Taping & Masking Off All Threaded Bolt Holes & Essential Channels
There are a lot of threads that could get gunked up with paint, especially a thicker paint like Steel-It.
I rolled up the painter’s tape and made sure that none of the vital openings would be affected by the paint.
Painting the New Gussets – Steel-It
Steel-It is probably my favorite rattle can paint of all time. It goes down much thicker than any other spray paint I’ve ever worked with and does an excellent job of adhering to a properly prepped surface.

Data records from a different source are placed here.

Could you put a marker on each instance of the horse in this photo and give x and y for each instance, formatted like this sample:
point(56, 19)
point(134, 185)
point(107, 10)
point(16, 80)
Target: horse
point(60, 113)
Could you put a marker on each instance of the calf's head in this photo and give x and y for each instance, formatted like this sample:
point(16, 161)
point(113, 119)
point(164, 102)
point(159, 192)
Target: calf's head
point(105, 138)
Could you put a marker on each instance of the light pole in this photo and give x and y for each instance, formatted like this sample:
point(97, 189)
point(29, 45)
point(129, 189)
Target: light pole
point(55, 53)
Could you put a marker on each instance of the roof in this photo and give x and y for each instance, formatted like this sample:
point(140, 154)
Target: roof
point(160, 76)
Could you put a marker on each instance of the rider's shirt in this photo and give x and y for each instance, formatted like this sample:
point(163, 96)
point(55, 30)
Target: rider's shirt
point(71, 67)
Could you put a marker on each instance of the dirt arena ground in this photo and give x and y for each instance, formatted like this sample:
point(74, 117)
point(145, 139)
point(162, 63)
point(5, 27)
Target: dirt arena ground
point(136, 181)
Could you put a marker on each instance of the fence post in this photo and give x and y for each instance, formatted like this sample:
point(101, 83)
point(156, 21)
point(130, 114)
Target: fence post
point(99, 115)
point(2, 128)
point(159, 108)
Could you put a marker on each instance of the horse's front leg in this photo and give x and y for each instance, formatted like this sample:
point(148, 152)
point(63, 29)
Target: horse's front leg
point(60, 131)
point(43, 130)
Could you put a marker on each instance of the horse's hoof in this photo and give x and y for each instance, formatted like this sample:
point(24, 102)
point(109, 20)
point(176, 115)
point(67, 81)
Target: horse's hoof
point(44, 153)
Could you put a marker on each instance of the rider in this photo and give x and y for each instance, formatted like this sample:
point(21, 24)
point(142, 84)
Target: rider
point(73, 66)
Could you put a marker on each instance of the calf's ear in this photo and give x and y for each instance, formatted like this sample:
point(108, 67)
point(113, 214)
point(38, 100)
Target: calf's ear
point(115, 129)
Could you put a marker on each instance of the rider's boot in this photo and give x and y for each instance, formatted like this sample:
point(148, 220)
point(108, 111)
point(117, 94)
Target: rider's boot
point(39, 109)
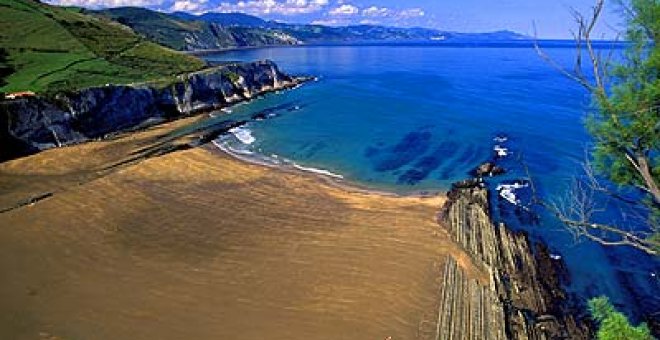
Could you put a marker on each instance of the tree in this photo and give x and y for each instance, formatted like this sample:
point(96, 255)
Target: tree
point(613, 325)
point(625, 125)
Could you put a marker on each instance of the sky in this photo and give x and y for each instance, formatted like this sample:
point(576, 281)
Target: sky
point(551, 18)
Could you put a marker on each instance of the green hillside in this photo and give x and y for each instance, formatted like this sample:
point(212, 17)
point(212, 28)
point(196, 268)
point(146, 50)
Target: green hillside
point(192, 33)
point(52, 48)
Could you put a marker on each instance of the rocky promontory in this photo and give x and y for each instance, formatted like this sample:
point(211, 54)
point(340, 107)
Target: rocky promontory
point(29, 125)
point(523, 298)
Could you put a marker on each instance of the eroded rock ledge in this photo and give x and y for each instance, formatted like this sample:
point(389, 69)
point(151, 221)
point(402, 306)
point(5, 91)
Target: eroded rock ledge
point(29, 125)
point(524, 298)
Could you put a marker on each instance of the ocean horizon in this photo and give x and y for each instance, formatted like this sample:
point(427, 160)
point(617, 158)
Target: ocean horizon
point(415, 118)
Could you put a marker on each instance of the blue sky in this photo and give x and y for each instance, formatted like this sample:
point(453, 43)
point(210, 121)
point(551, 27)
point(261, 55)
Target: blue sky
point(552, 17)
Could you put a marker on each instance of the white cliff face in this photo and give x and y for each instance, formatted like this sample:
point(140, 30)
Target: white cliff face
point(34, 124)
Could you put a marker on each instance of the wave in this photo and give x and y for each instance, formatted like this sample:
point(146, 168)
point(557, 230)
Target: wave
point(317, 171)
point(507, 191)
point(243, 134)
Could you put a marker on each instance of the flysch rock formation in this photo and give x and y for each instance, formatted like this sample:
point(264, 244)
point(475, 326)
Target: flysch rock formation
point(523, 298)
point(29, 125)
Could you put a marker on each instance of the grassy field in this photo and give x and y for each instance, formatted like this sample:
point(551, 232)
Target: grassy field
point(53, 49)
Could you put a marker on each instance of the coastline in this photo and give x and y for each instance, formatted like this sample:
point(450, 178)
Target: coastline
point(229, 239)
point(333, 179)
point(181, 206)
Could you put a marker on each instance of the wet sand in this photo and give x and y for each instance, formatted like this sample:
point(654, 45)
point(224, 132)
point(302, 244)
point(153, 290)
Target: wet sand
point(198, 245)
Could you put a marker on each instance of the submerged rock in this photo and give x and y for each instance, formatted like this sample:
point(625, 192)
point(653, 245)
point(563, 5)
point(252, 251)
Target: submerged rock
point(489, 169)
point(28, 125)
point(522, 296)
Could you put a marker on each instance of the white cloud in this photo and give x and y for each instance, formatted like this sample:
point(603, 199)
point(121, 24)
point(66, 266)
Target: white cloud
point(106, 3)
point(265, 7)
point(329, 22)
point(369, 22)
point(195, 6)
point(344, 10)
point(374, 11)
point(412, 13)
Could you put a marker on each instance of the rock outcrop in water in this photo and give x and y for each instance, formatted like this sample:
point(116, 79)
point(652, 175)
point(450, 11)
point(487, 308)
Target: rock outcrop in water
point(29, 125)
point(523, 298)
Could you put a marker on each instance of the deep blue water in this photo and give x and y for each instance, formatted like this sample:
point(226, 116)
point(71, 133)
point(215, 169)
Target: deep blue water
point(419, 117)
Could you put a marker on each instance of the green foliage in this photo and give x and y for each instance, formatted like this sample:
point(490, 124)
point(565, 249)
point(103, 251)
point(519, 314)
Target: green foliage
point(626, 123)
point(233, 76)
point(5, 68)
point(52, 49)
point(613, 325)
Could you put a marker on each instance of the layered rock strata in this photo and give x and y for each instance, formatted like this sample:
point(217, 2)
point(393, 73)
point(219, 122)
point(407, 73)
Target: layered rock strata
point(523, 298)
point(28, 125)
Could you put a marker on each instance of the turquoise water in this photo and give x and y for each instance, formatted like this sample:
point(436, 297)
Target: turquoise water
point(419, 117)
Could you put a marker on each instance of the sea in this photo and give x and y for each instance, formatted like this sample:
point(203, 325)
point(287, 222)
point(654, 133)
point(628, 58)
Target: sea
point(416, 117)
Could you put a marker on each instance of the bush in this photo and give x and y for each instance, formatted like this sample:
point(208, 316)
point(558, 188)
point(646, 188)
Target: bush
point(613, 325)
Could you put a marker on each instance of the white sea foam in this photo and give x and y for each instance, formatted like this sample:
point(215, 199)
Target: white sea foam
point(501, 151)
point(317, 171)
point(507, 191)
point(243, 134)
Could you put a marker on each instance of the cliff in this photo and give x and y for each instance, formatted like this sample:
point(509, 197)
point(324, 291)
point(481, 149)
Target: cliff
point(28, 125)
point(523, 299)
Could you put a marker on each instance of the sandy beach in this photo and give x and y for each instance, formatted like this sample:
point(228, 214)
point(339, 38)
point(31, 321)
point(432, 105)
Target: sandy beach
point(197, 244)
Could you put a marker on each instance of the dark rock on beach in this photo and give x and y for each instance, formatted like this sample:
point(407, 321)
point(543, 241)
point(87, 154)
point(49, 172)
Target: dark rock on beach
point(28, 125)
point(523, 297)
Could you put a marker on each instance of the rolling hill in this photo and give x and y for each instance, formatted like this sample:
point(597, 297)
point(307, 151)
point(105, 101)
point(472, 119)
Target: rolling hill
point(188, 32)
point(48, 48)
point(184, 31)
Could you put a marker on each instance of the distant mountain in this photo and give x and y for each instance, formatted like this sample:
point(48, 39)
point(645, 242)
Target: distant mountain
point(49, 49)
point(225, 19)
point(356, 33)
point(188, 32)
point(184, 31)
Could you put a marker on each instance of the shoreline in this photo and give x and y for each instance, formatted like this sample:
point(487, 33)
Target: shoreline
point(340, 183)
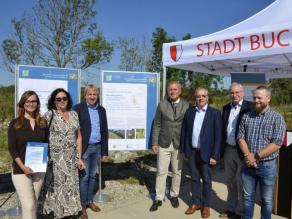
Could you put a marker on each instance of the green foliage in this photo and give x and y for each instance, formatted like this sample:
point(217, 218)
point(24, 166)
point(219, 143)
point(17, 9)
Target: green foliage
point(281, 91)
point(6, 103)
point(135, 53)
point(159, 36)
point(96, 50)
point(57, 33)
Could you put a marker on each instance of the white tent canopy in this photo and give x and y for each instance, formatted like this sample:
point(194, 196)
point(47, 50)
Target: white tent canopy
point(259, 44)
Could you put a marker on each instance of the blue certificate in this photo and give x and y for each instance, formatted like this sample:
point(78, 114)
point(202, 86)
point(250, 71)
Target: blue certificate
point(36, 156)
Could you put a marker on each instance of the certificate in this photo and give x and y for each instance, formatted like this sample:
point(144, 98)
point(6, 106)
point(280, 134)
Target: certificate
point(36, 156)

This was my first time using Steel-It, but I was thoroughly impressed. I can see the value in spending a few more dollars to get a coating that can easily outperform other rattle can paint products. This could be especially true for someone who is in an area that’s more prone to rust. Either way, I would definitely recommend you try out Steel-It on at least one project. Again, I cannot stress enough the emphasis that is placed on proper preparation here.
A quick close-up of the Steel-It as it dried. The finish is really nice.
Another quick, but important note. I should absolutely not have painted the inside machined surface where the wheel bearing sits. The tolerances are already super tight, and Steel-It goes down really thick. Let’s just say I had to do some sanding after. Hindsight is 20/20.
Painted Spindle Gussets
Final product looking super clean!
Did it take extra time and effort? Of course. But the end result is something I’m confident wheeling hard off the grid.
I didn’t expect this post to be so long, but there’s a lot of information surrounding the process of upgrading your spindles.
If you plan on doing anything more than your average forest service road, you’re going to want to improve your factor spindles. Take it from me, dealing with one or more bent spindles is not a good time and can make your life much more difficult. Not to mention messing with things like wheel alignment and tire wear. So do yourself a favor, and upgrade those spindles with some Dirt King Fabrication gussets.